Some, like Trita Parsi of the Quincy Institute in Washington, think Biden should aim higher, for example by proposing to normalize diplomatic relations with Iran. “Reassembling the puzzle of diplomacy between the United States and Iran will be tremendously difficult,” he wrote in Foreign Affairs. “But the last few years have shown that not trying will not make the difficulties go away.”
The key, as with all major policies in Iran, is Ayatollah Khamenei, now 81. He regards the United States as a country condemned to “political, civil and moral decline.” He agreed to the nuclear deal because it promised significant economic benefits from the lifting of sanctions, and now he apparently sees his skepticism about the United States as confirmed by Trump’s withdrawal from the pact.

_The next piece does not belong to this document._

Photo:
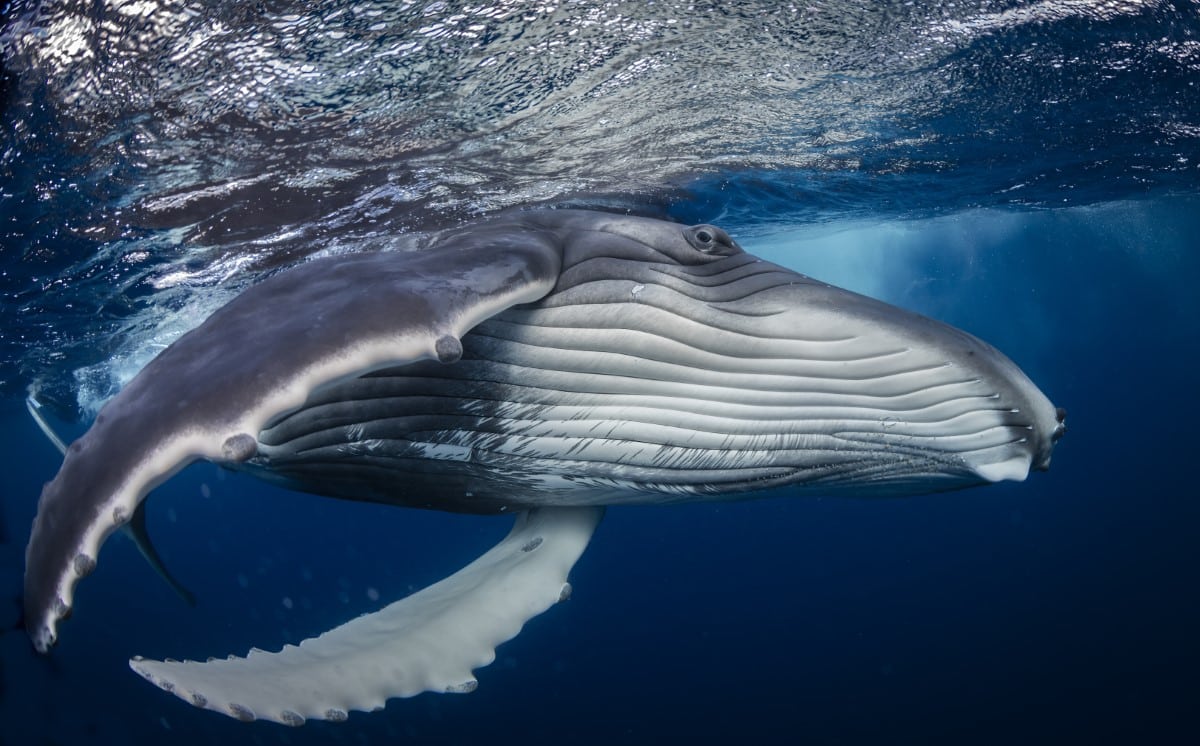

But with the change in US leadership, he again sees the possibility of easing the economic straitjacket imposed by renewed US sanctions.
“Despite Khamenei’s arrogance, a Biden presidency presents both an opportunity and a challenge for Tehran,” wrote Karim Sadjadpour of the Carnegie Endowment. “The opportunity is an opportunity to improve the dying economy of the country; the challenge is that Tehran will no longer be able to effectively use President Donald Trump as a pretext or distraction for its internal repression, economic failure and regional aggression. “
Lara Jakes and Pranshu Verma contributed reports from Washington.